Drug addiction and noncommunicable diseases were becoming increasingly prevalent in the late 1980s. A 1987 government report named alcoholism as the most serious drug abuse problem and also pointed to a noticeable rise in the use of marijuana and cocaine. Abuse of other drugs, however, had not yet become a serious problem. Drug abuse in general, and alcoholism in particular, was considered a significant contributor to the relatively high incidence of motor vehicle fatalities and the increasing suicide rate. Cancer, hypertension, and heart disease were the most common noncommunicable health problems.
The government redirected its national health strategy in the 1980s to reflect the Pan American Health Organization's emphasis on primary health care. The principal goal was to provide basic health care to all communities, utilizing a decentralized, public education format, and giving maternal and child health care priority status.
In the 1980s, the overall public health program was the responsibility of the Ministry of Health, Welfare, and Status of Women. It was divided into four divisions responsible for community services, environmental health, institutional health care, and epidemiology. Community services oversaw the primary (curative and preventative), secondary (hospitalization), and tertiary (specialized and long-term) community health service program. At the local level, each county had a medical officer responsible for the health care system, particularly primary health care.

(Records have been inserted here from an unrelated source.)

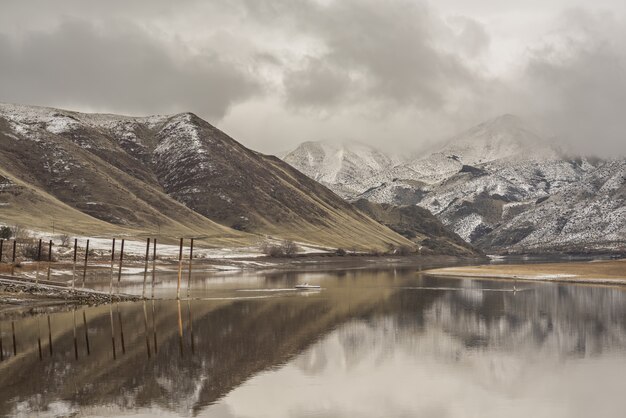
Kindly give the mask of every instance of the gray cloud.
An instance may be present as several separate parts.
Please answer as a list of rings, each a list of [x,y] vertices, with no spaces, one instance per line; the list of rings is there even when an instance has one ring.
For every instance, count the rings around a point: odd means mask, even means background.
[[[532,51],[527,112],[575,151],[626,154],[626,30],[605,14],[564,14],[556,41]],[[532,112],[531,112],[532,113]]]
[[[259,90],[253,75],[128,22],[66,20],[49,31],[0,35],[2,101],[131,113],[193,110],[221,118]]]
[[[246,4],[256,19],[282,20],[322,44],[323,52],[316,59],[306,58],[304,68],[287,71],[285,93],[290,104],[328,106],[368,100],[438,109],[448,104],[453,91],[473,90],[482,82],[460,53],[437,43],[458,37],[462,48],[476,54],[489,44],[486,31],[465,18],[455,34],[421,2],[396,0],[384,7],[375,0]]]
[[[0,101],[193,111],[269,152],[419,148],[516,113],[575,149],[626,154],[626,3],[505,3],[5,0]]]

Primary health care revolved around the 102 health centers located throughout the country. They provided outpatient services on a daily basis, which included the rotation of medical specialists. Public health nurses were also available to make house calls and visit schools. The health centers were the primary vehicles for extending the immunization programs. Secondary health care was available at eight district hospitals, as well as two large government hospitals in Port-of-Spain and San Fernando.
Tertiary health care was available only in Port-of-Spain. The main facility was the Mount Hope Medical Complex, which housed a 340-bed general-purpose hospital, 200-bed pediatric facility, and 110-bed maternity hospital. Other specialized facilities included the St. Ann's Hospital for psychiatric care, Caura Hospital for cardiology and pathology services, and St. James Infirmary for geriatric, oncological, and physical therapeutic care.
The total number of public hospital beds in 1986 was approximately 4,900; there were 15 private health institutions that provided an additional 300 beds. Private sector health services concentrated primarily on ambulatory care; some publicly employed physicians maintained separate private practices, however. In 1984 Trinidad and Tobago had 1,213 doctors, or a ratio of 10.6 per 10,000 inhabitants. At the same time, there were 104 dentists and 3,346 nurses, or ratios of 0.9 and 29.6 per 10,000 inhabitants, respectively.
In spite of noted improvements in health care delivery, serious deficiencies were still evident in the late 1980s. The ratio of population to health centers was twice as large as desired, requiring a long-term commitment to the construction of additional facilities. There was also a lack of critical medicines and trained medical personnel, particularly technicians. Physical facilities and equipment also required attention, as did the lack of dental care nationwide.
The National Insurance Scheme acted as the equivalent of a social security system in the late 1980s. Welfare disbursements went to public assistance programs, food stamps, and retirement pensions and played a small role in health care by providing compensation for injuries and diseases acquired on the job.